# `scDiagnostics`: diagnostic functions to assess the quality of cell type annotations in single-cell RNA-seq data
# Overview
The accurate annotation of cell types is a critical step in single-cell RNA-sequencing (scRNA-seq) analysis. While annotation transfer from a reference dataset offers a convenient and automated approach, it can also introduce biases and errors if not performed carefully.
`scDiagnostics` is an R package designed to address this challenge by providing a comprehensive set of diagnostic tools for evaluating the quality of cell type annotations in scRNA-seq data. With `scDiagnostics`, researchers can systematically assess the compatibility and accuracy of annotations, ensuring reliable and reproducible results in their scRNA-seq analysis workflow.
# Installation
## Release Version
To install the release version of the package from Bioconductor use the following command:
``` r
BiocManager::install("scDiagnostics")
```
NOTE: you will need the [**BiocManager**](https://cran.r-project.org/web/packages/BiocManager/index.html) package to install from Bioconductor.
To build the package vignettes upon installation use:
``` r
BiocManager::install("scDiagnostics",
build_vignettes = TRUE,
dependencies = TRUE)
```
## Development Version
To install the development version of the package from GitHub use the following command:
``` r
BiocManager::install("ccb-hms/scDiagnostics")
```
To build the package vignettes upon installation use:
``` r
BiocManager::install("ccb-hms/scDiagnostics",
build_vignettes = TRUE,
dependencies = TRUE)
```
# Usage
You may browse the [**scDiagnostics website**](https://ccb-hms.github.io/scDiagnostics/) website for an overview of the functionality of the package. The individual documentation of each available function in `scDiagnostics`, which includes usage details and executable examples, is available in the [**reference tab**](https://ccb-hms.github.io/scDiagnostics/reference/index.html).
## Key Features
To get an overview of the main functionality of the scDiagnostics package, refer to the [**Getting Started with scDiagnostics**](https://ccb-hms.github.io/scDiagnostics/articles/scDiagnostics.html) vignette.
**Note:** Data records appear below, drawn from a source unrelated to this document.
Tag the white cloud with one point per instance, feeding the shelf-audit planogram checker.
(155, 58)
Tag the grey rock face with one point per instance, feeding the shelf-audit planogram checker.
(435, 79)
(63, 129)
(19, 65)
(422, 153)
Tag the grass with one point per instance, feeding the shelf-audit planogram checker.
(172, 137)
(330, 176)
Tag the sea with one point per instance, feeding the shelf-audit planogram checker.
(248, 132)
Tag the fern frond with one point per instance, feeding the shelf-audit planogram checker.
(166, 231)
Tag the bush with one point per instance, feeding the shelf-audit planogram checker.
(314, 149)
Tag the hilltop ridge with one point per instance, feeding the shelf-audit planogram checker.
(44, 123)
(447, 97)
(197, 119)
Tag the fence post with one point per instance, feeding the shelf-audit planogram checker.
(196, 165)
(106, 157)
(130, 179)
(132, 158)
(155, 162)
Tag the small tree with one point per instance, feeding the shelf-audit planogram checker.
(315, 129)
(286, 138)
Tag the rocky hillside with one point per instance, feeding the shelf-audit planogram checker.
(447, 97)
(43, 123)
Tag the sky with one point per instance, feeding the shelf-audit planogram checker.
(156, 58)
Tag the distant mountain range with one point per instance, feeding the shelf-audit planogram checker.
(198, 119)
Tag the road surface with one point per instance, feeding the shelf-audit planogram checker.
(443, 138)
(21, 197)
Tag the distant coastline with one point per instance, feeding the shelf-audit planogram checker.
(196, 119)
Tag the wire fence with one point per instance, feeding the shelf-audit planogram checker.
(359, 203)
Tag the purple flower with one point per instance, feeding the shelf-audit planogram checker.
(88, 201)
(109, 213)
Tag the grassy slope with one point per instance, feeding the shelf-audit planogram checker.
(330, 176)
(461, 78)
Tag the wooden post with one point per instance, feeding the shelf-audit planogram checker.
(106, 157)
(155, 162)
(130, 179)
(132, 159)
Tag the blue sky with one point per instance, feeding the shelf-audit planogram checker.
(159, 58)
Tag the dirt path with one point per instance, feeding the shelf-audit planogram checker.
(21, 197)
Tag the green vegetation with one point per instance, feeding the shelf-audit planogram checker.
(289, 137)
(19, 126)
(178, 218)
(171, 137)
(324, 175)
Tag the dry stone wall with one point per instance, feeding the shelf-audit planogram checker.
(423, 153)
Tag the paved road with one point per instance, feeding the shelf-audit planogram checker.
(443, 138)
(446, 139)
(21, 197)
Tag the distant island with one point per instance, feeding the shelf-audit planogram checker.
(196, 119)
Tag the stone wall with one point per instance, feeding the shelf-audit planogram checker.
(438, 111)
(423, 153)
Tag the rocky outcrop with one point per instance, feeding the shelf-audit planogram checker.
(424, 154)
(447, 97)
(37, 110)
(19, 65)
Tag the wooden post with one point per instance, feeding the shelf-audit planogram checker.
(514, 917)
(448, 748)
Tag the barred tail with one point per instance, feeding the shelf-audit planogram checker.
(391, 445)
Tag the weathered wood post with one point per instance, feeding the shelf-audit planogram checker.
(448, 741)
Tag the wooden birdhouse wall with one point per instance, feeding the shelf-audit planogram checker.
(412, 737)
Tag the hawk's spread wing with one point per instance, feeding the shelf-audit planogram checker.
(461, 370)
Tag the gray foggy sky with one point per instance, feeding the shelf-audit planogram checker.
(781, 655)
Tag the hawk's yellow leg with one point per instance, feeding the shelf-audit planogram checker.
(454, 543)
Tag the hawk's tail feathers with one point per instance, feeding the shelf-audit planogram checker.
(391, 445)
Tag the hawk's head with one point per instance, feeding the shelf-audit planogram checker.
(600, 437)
The links below direct you to vignettes that explore functions organized around a common theme or purpose, highlighting how they interact or complement each other in specific contexts.
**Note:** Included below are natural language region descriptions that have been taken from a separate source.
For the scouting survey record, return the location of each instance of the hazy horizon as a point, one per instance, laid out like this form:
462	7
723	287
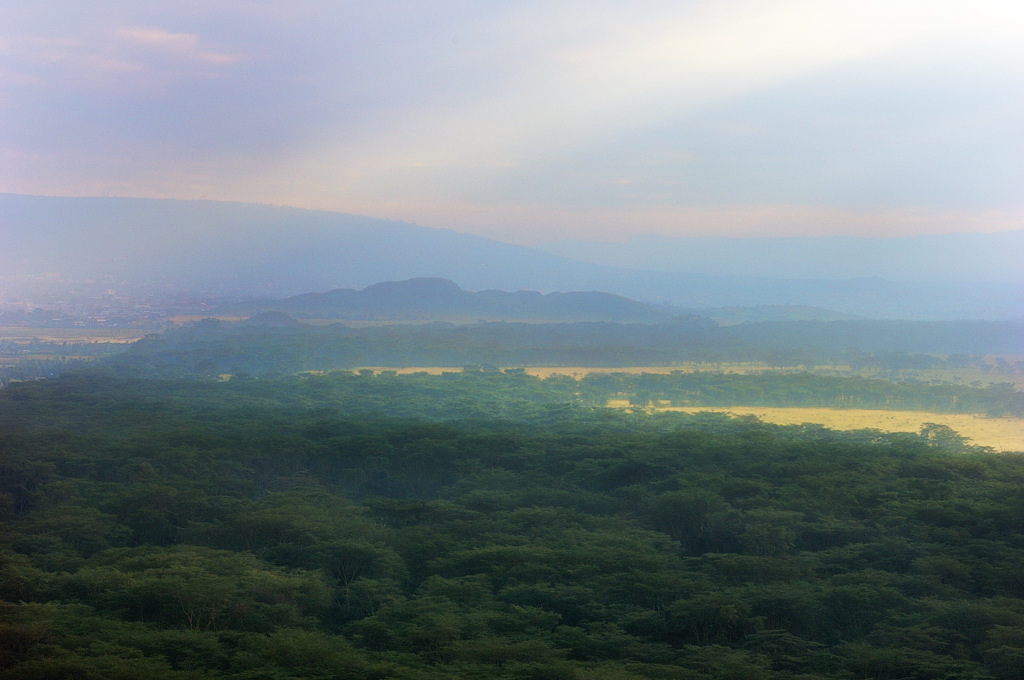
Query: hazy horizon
535	123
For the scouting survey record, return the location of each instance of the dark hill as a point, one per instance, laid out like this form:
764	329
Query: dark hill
439	299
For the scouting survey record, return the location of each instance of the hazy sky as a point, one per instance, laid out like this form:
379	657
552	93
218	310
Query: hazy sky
530	121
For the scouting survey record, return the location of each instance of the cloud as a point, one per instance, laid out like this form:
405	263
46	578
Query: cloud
440	111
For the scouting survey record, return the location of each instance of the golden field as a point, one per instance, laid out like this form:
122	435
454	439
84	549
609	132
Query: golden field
1004	434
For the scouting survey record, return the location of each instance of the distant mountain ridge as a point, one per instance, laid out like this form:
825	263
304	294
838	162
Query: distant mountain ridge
440	299
147	248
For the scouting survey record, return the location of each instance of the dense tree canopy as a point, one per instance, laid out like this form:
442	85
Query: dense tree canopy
487	524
- [**Visualization of Cell Type Annotations**](https://ccb-hms.github.io/scDiagnostics/articles/VisualizationTools.html): Illustrates the distributions of cell type annotations of the query and reference dataset, allowing the user to identify potential differences in the cell type composition between datasets.
- [**Evaluation of QC and Annotation Scores**](https://ccb-hms.github.io/scDiagnostics/articles/QCandAnnotationScores.html): Provides functionality for assessing the impact of frequently used QC criteria on the cell type annotation confidence, allowing the user to identify systematic relationships between QC metrics and the predicted cell type categories.
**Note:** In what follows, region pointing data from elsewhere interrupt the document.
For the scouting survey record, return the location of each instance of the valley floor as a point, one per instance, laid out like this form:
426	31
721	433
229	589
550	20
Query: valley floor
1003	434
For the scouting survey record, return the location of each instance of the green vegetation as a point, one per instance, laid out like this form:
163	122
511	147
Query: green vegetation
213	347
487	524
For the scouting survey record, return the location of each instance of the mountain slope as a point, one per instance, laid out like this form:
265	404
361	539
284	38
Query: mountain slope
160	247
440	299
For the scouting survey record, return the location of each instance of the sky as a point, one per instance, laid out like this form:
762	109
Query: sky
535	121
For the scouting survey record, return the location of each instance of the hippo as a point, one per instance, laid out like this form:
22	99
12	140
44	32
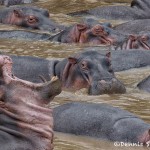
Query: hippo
25	121
24	35
79	33
28	17
122	60
135	42
84	33
134	26
89	69
144	85
14	2
101	121
139	9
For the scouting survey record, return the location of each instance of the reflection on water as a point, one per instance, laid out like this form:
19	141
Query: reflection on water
134	100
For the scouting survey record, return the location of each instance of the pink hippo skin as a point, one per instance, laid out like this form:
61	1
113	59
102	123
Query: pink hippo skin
25	121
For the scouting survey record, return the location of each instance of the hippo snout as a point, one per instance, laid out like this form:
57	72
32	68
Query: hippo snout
112	86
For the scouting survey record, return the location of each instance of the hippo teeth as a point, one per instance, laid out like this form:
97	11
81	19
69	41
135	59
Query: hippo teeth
54	78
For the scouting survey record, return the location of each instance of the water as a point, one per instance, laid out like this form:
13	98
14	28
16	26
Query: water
135	101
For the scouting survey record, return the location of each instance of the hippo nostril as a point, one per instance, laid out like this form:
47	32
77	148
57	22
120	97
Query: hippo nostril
102	82
114	80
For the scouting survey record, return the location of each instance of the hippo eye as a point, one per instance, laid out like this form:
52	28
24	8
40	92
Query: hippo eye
84	66
144	38
32	19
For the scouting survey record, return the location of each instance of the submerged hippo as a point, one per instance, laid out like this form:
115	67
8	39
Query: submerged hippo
88	69
134	26
84	33
14	2
25	122
139	9
28	17
101	121
78	33
135	42
145	84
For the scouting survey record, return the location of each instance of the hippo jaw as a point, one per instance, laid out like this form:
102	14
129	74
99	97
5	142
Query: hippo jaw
45	91
113	86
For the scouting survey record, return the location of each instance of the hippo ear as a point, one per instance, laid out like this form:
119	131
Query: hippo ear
72	60
108	54
17	13
81	27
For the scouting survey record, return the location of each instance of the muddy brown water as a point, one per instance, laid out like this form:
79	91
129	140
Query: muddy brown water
135	101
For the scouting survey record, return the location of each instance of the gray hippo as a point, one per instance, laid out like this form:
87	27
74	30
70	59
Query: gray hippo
28	17
94	34
101	121
89	69
134	26
14	2
144	85
25	121
139	9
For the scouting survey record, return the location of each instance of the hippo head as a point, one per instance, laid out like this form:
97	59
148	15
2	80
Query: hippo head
24	114
135	42
90	70
83	33
31	17
13	89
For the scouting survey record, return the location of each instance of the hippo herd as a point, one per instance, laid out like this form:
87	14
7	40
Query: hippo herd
26	122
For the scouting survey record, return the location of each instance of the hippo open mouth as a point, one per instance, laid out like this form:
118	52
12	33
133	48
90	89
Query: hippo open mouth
25	121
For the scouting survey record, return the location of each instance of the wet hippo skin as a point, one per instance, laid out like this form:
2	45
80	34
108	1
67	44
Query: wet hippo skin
14	2
139	9
93	34
25	121
28	17
120	60
134	26
144	85
100	121
75	72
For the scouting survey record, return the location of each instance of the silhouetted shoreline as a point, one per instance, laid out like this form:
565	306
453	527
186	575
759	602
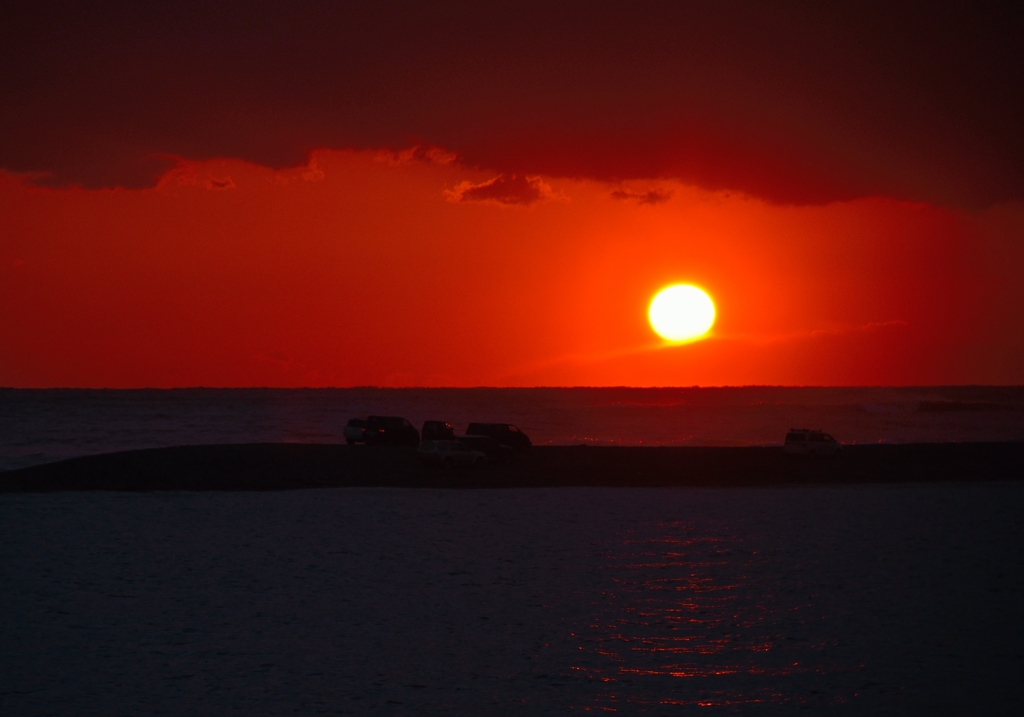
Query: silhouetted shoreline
291	466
- [**Evaluation of Dataset and Marker Gene Alignment**](https://ccb-hms.github.io/scDiagnostics/articles/DatasetAlignment.html): Provides functionality for assessing dataset alignment through quantitative comparison of query-to-reference projections in reduced dimension space. Additional functionality for assessing marker gene expression across datasets allows the user to identify potential misalignments between reference and query on the level of individual genes.
- [**Statistical Measures to Assess Dataset Alignment**](https://ccb-hms.github.io/scDiagnostics/articles/StatisticalMeasures.html): Utilizes statistical tests and metrics to quantitatively assess the alignment between the query and reference datasets. Key measures include p-values from Hotelling's T-squared test and Cramer's V statistic, which evaluate the degree of similarity or dissimilarity in cell type distributions and principal component projections. These statistical assessments help in determining the robustness of dataset alignment and highlight any significant differences that may impact the reliability of cell type annotations.
- [**Detection of Annotation Anomalies**](https://ccb-hms.github.io/scDiagnostics/articles/AnnotationAnomalies.html): Focuses on identifying inconsistencies or anomalies in cell type annotations between the query and reference datasets through comparison of expert annotations with annotations derived from automated methods. By highlighting discrepancies that could be indicative of potential errors, this feature aids in refining and improving the accuracy and reliability of cell type classifications.
- [**Analysis of Distances Between Specific Cells and Cell Populations**](https://ccb-hms.github.io/scDiagnostics/articles/CellDistancesDiagnostics.html): Calculates distances or similarities between individual cells and predefined cell types in both the query and reference datasets. This analysis helps determine how closely each cell in the query dataset matches the cell types defined in the reference dataset. By providing insights into cell type classification accuracy and identifying potential mismatches, this functionality supports more precise annotation and aids in detecting areas that may require further investigation or refinement.